Human Rights and Encryption

HLS Cyberlaw Clinic encryption brief anticipated issues in Apple case

Allison Kempf '17 and Vivek Krishnamurthy

Credit: Webb Chappell Last fall, in the Cyberlaw Clinic, Allison Kempf ’17 (left) and Richard Pell ’16 produced a report for Amnesty International on the legal issues surrounding encryption, supervised by Clinical Instructor Vivek Krishnamurthy (right).

While the encryption debate is most often painted as a two-sided battle between law enforcement and technology companies, in truth there are many other stakeholders around the world that are deeply concerned about the widespread implications of regulating encryption in iPhones and other telecommunications devices.

The global human rights organization Amnesty International, for one, has significant concerns about the impact on privacy and free speech should it become easier for governments—foreign and otherwise—to access private communications. Last fall, Amnesty, which is in the process of developing a global policy on the regulation of encryption, reached out to the Cyberlaw Clinic at the Berkman Center for Internet & Society at Harvard Law School for help in understanding the legal landscape and policy debate in the U.S.

For Allison Kempf ’17, who chose HLS in part because of the Cyberlaw Clinic and came to law school with a background in cybersecurity and national security, the timing of the project was ideal. “For the last year, encryption and the ‘going dark’ debate have become really prominent in the public discourse,” says Kempf, who worked on the project during fall semester along with Richard Pell ’16. Although the Obama administration announced it would not seek changes in the law around encryption, “Amnesty’s question is relevant because it’s very possible future administrations will face great pressure to take some sort of action, be it regulatory or legislative,” she says.

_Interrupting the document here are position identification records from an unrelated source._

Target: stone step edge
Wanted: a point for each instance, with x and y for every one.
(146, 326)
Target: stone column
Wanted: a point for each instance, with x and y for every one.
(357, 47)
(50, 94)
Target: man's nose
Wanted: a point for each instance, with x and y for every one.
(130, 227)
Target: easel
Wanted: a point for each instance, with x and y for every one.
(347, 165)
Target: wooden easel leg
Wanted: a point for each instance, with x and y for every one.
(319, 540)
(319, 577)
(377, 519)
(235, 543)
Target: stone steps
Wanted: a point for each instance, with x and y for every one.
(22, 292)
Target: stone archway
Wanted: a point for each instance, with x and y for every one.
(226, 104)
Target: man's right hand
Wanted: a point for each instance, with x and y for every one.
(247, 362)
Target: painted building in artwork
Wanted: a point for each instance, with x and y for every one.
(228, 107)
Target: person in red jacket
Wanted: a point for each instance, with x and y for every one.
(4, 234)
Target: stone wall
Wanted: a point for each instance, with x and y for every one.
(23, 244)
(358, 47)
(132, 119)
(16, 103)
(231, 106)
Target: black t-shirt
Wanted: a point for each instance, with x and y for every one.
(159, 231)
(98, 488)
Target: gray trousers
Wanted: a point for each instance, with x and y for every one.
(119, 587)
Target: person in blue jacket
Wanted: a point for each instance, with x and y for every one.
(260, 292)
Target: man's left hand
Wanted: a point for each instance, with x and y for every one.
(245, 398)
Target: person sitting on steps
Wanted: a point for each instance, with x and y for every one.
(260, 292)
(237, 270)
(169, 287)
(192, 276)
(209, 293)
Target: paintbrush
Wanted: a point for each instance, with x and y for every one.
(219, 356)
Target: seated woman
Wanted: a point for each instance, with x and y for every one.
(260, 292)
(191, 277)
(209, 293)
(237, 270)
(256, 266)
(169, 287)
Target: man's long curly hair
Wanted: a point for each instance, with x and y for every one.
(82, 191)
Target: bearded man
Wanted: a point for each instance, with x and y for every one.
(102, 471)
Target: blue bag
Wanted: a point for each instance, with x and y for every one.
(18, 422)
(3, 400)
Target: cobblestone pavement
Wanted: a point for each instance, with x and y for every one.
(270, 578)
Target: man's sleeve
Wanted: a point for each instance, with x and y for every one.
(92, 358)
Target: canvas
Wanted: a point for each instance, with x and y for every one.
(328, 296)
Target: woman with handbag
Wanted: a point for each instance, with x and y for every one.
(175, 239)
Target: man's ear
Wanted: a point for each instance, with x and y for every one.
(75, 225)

“From a human rights perspective, encryption is an empowering tool because people can communicate more freely, especially in places where there are more authoritarian regimes,” says Kempf, who is contemplating a career focusing on national security. While the U.S. government must adhere to a lawful search process, “not all governments abide by the same standards we do, so [Amnesty is] concerned about the privacy of individual users of encrypted technology.”

Under the supervision of Vivek Krishnamurthy, a clinical instructor whose work focuses on understanding the human rights impacts of new technologies, the students produced a substantial memorandum that identified legal and constitutional issues. “The project required our students to consider the issues around encryption from multiple points of view, as there are no easy or right answers around these issues,” he says, adding, “Our work for Amnesty anticipated many of the issues that have surfaced in the Apple case.”

Amnesty was very happy with their work, says Kempf, who continued at the clinic this spring working on a project related to cloud computing. “I was really excited to get such positive feedback, and I’m looking forward to seeing how they use it in the future.”